Forum Link to Alternate leafed dogwood (https://forestryforum.com/board/index.php?topic=7408.0)
I wanted to update this thread with a new photo now that the climatus to gone to seed. :)
(https://forestryforum.com/gallery/albums/userpics/10001/fall_climatus.jpg)
Sure that ain't a relative of the Furby clan, or a real Furby ::) ???
I thought it looked a bit more like a sprucebunny myself. ;)
That's scary looking :o Sprucebunnies are timid creatures and stay away from scary looking plants :)
We've got that vine a lot of places on my parents property. If it gets up into the canopy in favourable conditions it will kill off the host tree. The stems will become woody and have bark once they are several years old. The largest I have seen was about 2" diameter.
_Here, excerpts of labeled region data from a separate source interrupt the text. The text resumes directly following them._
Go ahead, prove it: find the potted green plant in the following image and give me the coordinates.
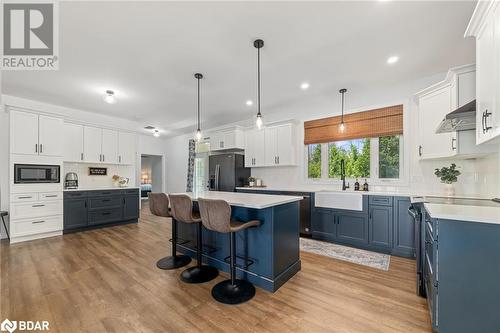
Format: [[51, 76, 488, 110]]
[[248, 177, 255, 187], [434, 163, 462, 197]]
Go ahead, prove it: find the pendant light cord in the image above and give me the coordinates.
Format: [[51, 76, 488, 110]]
[[257, 48, 260, 115], [198, 78, 200, 131]]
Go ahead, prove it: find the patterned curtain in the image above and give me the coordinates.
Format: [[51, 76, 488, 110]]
[[186, 139, 196, 192]]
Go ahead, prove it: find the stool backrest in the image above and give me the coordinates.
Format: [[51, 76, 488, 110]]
[[148, 192, 171, 217], [198, 198, 231, 232], [169, 194, 196, 223]]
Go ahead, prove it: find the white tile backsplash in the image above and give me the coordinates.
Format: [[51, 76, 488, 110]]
[[64, 163, 135, 188]]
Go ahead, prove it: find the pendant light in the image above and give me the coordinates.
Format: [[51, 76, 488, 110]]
[[253, 39, 264, 129], [339, 88, 347, 133], [194, 73, 203, 142]]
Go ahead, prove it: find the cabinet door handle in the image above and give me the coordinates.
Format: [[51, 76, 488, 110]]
[[484, 109, 492, 133]]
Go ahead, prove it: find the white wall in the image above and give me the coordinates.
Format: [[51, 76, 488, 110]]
[[162, 73, 500, 197]]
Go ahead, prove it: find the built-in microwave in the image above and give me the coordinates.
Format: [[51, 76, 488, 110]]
[[14, 164, 61, 184]]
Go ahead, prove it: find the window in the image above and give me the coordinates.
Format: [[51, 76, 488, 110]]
[[378, 136, 400, 178], [307, 144, 321, 178], [306, 135, 402, 181], [328, 139, 370, 178]]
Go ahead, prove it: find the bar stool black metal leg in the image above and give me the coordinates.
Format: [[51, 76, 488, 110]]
[[212, 232, 255, 304], [181, 223, 219, 283], [2, 212, 10, 240], [156, 219, 191, 270]]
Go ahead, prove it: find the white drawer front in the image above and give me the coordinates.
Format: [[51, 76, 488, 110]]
[[40, 192, 62, 200], [10, 193, 38, 202], [10, 200, 63, 222], [10, 216, 63, 237]]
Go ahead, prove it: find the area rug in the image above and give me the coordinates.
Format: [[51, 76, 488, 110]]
[[300, 238, 391, 271]]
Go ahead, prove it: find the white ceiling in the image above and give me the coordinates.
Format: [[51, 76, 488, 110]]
[[2, 1, 475, 133]]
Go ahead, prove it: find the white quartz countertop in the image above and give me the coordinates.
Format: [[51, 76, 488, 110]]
[[64, 186, 139, 192], [424, 203, 500, 224], [174, 191, 303, 209], [236, 187, 415, 197]]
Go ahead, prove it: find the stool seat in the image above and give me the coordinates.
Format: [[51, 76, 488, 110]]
[[169, 194, 219, 283], [198, 198, 260, 304], [148, 192, 191, 270]]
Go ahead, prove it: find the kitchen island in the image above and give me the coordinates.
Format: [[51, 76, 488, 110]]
[[177, 191, 302, 292]]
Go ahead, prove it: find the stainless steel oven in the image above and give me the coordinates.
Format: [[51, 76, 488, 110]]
[[14, 164, 61, 184]]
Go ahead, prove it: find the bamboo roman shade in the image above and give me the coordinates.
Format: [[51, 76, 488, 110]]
[[304, 105, 403, 145]]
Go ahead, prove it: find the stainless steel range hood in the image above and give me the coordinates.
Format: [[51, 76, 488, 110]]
[[436, 100, 476, 133]]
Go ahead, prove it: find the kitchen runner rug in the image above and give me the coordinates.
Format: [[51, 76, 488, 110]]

As a kid we used to weave it into rope, and we used to climb the ones that had got woody.
I've seen National Geographic pictures of animals with faces that look like that. Are you sure this is vegetable?
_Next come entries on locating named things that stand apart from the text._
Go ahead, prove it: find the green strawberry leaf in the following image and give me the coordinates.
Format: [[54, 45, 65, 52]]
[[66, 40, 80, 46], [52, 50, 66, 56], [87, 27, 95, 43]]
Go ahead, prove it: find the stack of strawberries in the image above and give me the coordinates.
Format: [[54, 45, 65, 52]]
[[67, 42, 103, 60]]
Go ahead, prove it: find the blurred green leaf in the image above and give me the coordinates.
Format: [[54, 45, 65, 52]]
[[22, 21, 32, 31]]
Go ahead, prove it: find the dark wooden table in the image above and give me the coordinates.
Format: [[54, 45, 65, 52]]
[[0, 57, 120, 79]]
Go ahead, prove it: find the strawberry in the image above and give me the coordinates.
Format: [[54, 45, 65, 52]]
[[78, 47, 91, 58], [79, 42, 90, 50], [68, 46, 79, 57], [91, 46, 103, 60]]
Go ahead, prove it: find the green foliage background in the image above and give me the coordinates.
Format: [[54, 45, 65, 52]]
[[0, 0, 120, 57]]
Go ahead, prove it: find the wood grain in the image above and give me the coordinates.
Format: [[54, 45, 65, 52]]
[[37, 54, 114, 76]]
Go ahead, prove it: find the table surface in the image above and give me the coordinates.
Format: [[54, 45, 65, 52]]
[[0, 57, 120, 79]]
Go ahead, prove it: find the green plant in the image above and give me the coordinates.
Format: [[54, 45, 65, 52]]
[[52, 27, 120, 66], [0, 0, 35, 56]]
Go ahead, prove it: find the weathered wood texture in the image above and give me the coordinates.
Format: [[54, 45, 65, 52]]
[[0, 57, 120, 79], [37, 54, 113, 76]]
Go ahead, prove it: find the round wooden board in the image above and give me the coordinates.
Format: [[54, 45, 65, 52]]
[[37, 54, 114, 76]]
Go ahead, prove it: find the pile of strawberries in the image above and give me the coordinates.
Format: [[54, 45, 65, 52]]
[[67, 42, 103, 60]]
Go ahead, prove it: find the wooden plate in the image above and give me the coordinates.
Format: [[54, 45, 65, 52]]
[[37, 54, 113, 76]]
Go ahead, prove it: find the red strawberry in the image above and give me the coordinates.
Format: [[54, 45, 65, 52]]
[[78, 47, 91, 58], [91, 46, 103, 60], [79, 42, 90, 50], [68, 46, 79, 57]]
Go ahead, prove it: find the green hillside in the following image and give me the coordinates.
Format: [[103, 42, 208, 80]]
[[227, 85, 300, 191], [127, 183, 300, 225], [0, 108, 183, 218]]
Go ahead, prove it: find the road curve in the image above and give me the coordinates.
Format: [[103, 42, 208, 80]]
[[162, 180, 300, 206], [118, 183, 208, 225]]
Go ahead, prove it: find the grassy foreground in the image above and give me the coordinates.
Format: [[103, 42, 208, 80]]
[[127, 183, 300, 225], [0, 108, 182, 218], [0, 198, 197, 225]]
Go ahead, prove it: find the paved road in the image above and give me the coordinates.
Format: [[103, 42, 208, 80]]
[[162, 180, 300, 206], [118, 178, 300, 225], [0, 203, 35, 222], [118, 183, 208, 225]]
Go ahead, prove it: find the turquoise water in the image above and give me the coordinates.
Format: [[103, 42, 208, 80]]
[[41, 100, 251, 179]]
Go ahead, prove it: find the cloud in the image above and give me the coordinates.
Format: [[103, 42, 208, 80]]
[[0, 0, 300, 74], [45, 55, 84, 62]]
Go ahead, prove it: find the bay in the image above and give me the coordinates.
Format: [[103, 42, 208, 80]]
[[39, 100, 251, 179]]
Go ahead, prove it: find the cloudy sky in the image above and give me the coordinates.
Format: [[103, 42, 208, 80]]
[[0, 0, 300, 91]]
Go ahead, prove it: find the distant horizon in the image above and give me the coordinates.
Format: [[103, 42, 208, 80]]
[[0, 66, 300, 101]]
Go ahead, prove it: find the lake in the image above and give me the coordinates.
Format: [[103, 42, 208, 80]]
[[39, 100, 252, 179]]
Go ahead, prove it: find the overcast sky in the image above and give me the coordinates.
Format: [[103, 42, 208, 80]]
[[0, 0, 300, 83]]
I have seen pictures of Furby - the resemblence is striking.
Except, since it is white, it must be an uncle or a grandfather...
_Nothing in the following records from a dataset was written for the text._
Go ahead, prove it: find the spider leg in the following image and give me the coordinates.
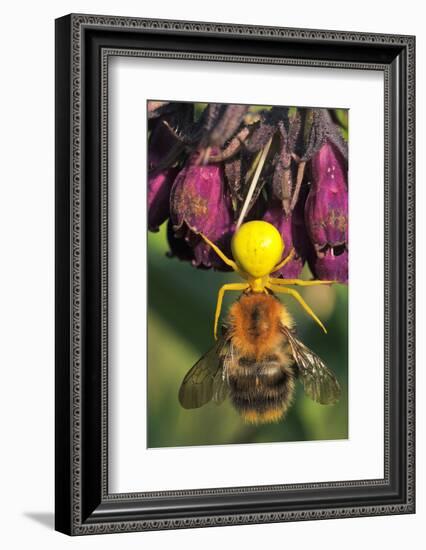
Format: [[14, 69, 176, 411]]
[[269, 277, 337, 286], [200, 233, 241, 275], [271, 248, 296, 273], [266, 283, 327, 334], [214, 283, 250, 340]]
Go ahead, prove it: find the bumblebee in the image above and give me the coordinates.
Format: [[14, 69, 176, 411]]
[[179, 221, 341, 424]]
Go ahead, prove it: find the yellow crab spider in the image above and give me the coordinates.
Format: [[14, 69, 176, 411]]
[[200, 220, 336, 340]]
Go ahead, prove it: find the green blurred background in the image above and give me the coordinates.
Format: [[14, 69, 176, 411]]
[[147, 224, 348, 447]]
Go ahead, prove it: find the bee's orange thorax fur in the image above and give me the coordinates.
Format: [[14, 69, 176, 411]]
[[229, 293, 293, 359]]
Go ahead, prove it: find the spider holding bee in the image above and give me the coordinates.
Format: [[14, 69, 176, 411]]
[[179, 220, 341, 424]]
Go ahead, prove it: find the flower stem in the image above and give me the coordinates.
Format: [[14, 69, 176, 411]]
[[236, 138, 272, 231]]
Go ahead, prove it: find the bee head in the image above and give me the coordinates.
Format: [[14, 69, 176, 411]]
[[231, 220, 284, 278]]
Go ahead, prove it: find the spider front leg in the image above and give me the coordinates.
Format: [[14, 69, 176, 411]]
[[200, 233, 241, 275], [269, 277, 338, 286], [266, 281, 327, 334], [214, 283, 250, 340], [271, 248, 296, 273]]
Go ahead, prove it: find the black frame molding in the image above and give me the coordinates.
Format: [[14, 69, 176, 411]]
[[55, 14, 415, 535]]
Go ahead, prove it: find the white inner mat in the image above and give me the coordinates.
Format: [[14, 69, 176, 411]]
[[109, 57, 384, 493]]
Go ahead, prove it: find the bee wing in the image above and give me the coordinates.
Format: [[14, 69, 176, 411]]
[[283, 327, 341, 405], [179, 339, 228, 409], [213, 367, 229, 405]]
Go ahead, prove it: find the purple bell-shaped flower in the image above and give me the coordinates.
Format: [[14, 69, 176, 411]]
[[305, 141, 348, 283]]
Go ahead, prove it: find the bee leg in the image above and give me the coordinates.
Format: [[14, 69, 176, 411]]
[[214, 283, 249, 340], [266, 283, 327, 334], [269, 277, 337, 286], [271, 248, 296, 273], [200, 233, 241, 275]]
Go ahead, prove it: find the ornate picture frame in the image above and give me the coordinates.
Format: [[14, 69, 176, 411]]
[[55, 14, 415, 535]]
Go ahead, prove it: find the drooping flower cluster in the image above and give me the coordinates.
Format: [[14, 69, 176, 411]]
[[148, 101, 348, 283]]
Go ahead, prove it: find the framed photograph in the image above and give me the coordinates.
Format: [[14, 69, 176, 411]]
[[55, 14, 415, 535]]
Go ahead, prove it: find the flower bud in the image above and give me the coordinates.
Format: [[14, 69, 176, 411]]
[[305, 141, 348, 282], [170, 155, 233, 271], [148, 118, 178, 231], [148, 168, 178, 231]]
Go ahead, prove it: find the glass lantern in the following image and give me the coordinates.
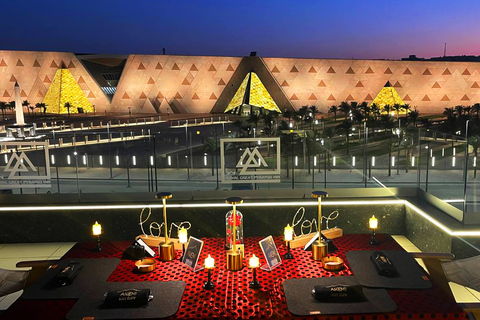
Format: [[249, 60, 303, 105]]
[[225, 210, 243, 250]]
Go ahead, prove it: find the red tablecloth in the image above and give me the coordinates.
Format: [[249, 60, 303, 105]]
[[1, 234, 467, 320]]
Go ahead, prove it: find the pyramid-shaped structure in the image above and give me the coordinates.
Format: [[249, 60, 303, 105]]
[[225, 72, 281, 113], [43, 68, 93, 113], [370, 81, 405, 110]]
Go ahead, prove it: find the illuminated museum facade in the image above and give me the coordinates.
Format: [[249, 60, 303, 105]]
[[0, 51, 480, 114]]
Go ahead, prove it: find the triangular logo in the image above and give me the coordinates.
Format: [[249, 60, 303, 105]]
[[236, 147, 268, 175], [4, 151, 37, 179], [225, 72, 281, 113], [43, 68, 93, 113], [422, 68, 432, 76]]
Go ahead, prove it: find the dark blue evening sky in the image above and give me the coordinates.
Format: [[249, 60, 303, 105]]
[[0, 0, 480, 59]]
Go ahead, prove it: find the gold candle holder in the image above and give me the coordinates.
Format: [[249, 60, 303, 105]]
[[312, 191, 328, 261], [225, 197, 243, 271], [155, 192, 175, 261]]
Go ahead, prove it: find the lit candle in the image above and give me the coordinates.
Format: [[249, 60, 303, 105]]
[[368, 216, 378, 229], [178, 227, 188, 243], [248, 254, 260, 268], [92, 221, 102, 236], [205, 255, 215, 269], [284, 224, 293, 241]]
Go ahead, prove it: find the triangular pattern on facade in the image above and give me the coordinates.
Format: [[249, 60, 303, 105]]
[[43, 68, 93, 113], [225, 72, 281, 113], [370, 82, 405, 110]]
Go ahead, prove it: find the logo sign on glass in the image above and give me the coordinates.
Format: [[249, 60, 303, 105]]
[[220, 138, 280, 183], [0, 141, 51, 189]]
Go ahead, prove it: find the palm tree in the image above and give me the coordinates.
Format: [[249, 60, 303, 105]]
[[64, 102, 72, 117], [328, 106, 338, 121], [21, 100, 30, 115], [323, 128, 336, 171], [472, 103, 480, 124], [468, 135, 480, 179], [408, 107, 420, 127], [340, 101, 351, 120], [337, 119, 353, 154]]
(https://forestryforum.com/gallery/albums/userpics/10001/fall_climatus.jpg)
(https://forestryforum.com/gallery/albums/userpics/10026/lemur.jpg)
That be good, Tom :D :D
Looks like he caught the red eye...
Quote from: crtreedude on October 25, 2006, 11:43:43 AM
I have seen pictures of Furby - the resemblence is striking.
Except, since it is white, it must be an uncle or a grandfather...
You wouldn't belive how white my hair is some days. :-\
Linnea says it is some sort of native to the UP clamatis - whatever that is ???
People plant all kinds of horticultural varieties here. They have lavender, rose and yellow ones with great big blooms, bigger than the wild ones. Some have a perrenial woody stem and some come off the root each year.
Here is another yooper whatzit that I dont know. I took a photo in the summer, then another photo the day before I came home. It was just great this year to follow and experience the seasonal changes so closely this year.
(https://forestryforum.com/gallery/albums/userpics/10001/yooper_whatzit_summer.jpg)
(https://forestryforum.com/gallery/albums/userpics/10001/yooper_whatzit_fall.jpg)
Looks like a species of aster Jeff. We have some lavender colored ones here and I may have seen white ones also. Mostly lavender though. In late summer/early fall the bumble bees will cling to those overnight like they are frozen in time. Some people have the fall aster in their garden and sometimes they are loaded with bumble bees in October.